Türkiye'nin çeşitli bölgelerinde son zamanlarda artan intihar olaylarıyla ilgili açıklamalarda bulunan OMÜ Tıp Fakültesi Psikiyatri ABD Başkanı Prof. Dr. Ahmet Rıfat Şahin, intiharın kolay karar verilen bir durum olmadığını söyledi. Şahin, "İnsanın hayatını sona erdirmesine karar vermesi zordur. Ancak, insanların yaşadıkları bazı durumlar sonrasında bu çok kolaylaşıyor. İntihar düşüncesi öncesinde kişi depresyona giriyor ve kendisini ve çevresini olumsuz değerlendirmeye başlıyor. Her şeyi olumsuz değerlendirince önündeki engelleri aşılamaz olarak görüyor, kendini daha çok çaresiz hissediyor ve tek çıkar yolun ölüm olduğunu düşünmeye başlıyor" diye konuştu.
Bunalıma giren kişinin ölümden başka çare bulamadığı zaman intihar etme kararını daha kolay verdiğini hatırlatan Prof. Dr. Ahmet Rıfat Şahin, "Bunalıma giren kişi kendini köşeye sıkışmış hissettiğinde, çaresizlik duygusunun en son noktaya ulaştığı yerde, ölümden başka çare bulamadığı zaman bu kararı vermek çok kolaylaşıyor. Kişi kendisine göre ağır ekonomik sıkıntılardan kurtulmak için çabalarken ve bu çabalar nedeniyle iyiden iyiye yorulmuşken üstüne bir darbe daha yerse, o zaman bu çaresizlik duygusuna kapılabiliyor. Bazen bakıyorsunuz ki ,çok küçük borçlar için insan canına kıymış olabiliyor. Bizim için küçük olan o meblağ, kişi tarafından hiçbir şekilde ödenemeyecek bir miktar gibi algılanmaya başlıyor. Bunda muhtemelen gelişmiş olan depresif ruhsal durumun da etkisi vardır" şeklinde konuştu.

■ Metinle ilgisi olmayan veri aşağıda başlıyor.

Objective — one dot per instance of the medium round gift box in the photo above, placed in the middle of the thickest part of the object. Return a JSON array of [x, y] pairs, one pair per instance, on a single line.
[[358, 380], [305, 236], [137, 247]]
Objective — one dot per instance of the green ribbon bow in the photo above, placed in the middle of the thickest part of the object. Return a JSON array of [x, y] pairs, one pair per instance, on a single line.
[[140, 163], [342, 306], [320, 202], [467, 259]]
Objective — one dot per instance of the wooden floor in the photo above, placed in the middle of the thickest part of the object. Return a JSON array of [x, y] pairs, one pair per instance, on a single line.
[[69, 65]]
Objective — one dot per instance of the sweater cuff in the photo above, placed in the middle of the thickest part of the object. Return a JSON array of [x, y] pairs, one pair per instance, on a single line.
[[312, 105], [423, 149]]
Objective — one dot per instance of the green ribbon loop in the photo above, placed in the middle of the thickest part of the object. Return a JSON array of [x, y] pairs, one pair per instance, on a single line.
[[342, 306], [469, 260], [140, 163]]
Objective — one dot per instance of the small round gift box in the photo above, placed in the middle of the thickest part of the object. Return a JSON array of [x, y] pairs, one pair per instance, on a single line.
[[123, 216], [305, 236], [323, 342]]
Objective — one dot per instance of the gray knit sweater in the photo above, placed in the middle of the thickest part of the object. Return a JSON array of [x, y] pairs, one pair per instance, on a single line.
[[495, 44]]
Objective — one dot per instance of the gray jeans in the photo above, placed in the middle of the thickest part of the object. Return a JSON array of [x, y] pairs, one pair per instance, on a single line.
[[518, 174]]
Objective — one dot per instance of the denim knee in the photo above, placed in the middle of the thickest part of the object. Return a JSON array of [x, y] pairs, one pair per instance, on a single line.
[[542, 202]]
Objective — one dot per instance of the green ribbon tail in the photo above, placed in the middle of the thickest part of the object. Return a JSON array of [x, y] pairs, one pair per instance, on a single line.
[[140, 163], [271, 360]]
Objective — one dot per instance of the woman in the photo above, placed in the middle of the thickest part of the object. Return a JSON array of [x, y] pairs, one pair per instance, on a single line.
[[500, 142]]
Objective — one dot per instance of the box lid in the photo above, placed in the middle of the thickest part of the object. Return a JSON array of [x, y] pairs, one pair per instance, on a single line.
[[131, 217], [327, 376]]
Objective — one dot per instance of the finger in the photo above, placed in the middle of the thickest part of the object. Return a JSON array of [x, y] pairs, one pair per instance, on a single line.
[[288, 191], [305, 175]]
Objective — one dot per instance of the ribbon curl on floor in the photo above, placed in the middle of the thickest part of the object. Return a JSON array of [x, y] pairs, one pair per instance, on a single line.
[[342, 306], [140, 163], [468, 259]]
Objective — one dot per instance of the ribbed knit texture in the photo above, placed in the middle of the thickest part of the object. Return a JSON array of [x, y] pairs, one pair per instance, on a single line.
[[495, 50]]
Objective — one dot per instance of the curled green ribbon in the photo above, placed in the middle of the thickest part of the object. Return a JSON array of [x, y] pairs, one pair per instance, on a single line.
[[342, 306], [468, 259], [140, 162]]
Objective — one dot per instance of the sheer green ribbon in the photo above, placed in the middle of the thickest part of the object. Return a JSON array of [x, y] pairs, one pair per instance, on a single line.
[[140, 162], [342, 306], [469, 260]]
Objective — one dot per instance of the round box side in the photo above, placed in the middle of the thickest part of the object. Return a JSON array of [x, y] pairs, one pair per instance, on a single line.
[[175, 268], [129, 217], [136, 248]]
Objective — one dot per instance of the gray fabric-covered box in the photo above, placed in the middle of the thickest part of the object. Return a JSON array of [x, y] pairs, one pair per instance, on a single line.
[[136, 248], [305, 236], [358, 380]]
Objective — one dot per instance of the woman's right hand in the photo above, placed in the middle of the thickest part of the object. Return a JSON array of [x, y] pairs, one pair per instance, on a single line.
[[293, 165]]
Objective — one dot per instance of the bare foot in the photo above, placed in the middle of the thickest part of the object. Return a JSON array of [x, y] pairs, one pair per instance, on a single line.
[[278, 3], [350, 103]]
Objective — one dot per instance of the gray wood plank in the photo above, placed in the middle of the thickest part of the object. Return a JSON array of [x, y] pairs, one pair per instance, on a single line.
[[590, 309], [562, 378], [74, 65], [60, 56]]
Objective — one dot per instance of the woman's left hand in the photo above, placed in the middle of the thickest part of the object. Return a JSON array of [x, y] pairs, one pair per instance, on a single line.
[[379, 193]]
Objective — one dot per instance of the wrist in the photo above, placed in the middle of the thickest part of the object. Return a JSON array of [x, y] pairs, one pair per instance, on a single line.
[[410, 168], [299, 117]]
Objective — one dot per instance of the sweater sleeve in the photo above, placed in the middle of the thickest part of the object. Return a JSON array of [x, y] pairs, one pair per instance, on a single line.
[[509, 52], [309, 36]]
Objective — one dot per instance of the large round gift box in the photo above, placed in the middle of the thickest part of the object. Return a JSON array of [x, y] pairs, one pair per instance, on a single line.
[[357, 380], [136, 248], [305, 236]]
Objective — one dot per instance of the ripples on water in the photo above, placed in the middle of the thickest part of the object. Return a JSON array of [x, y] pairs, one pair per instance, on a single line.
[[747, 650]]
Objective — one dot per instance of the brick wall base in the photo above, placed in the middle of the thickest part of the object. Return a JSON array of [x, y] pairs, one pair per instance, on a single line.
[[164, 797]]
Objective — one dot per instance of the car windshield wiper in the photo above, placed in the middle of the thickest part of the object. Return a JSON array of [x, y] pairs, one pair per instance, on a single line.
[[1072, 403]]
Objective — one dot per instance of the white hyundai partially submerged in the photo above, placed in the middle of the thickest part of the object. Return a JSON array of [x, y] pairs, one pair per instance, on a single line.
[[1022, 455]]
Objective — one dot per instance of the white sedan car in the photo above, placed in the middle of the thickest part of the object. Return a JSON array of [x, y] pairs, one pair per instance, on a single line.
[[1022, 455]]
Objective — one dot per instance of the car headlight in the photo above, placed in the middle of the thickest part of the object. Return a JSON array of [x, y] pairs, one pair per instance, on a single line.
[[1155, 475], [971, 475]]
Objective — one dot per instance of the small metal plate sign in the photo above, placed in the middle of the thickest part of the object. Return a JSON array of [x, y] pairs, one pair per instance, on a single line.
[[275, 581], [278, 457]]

Sadece ekonomik etkenlerin intihar nedeni olmadığını ifaoe eden Prof. Dr. Ahmet Rıfat Şahin, kadınların yaşadıkları şiddet ve tecavüz olayları sonrası da intihar vakalarının sık görüldüğünü belirterek, "Bir başka intihar nedeniyse toplumsal baskıdır. Bugünlerde kadına şiddet gündemde. Şiddet sadece fiziksel şiddet değil. Çok sık gördüğümüz cinsel şiddet de var. Kadın tecavüze uğruyor ve tam da önemli bir desteğe ihtiyacı olduğu sırada, bu desteği bulamadığı gibi, en yakınlarından ve sosyal çevresinden suçlanmayla karşılaşabiliyor. Neredeyse uğradığı tecavüzün ahlaki sorumluluğu onun üstüne yükleniyor. Eğer çevresi kişiyi suçlarsa, kişi de bunu kabullenir ve kendisini yargılarsa kendisi hakkında ölüm cezası verebiliyor" şeklinde konuştu.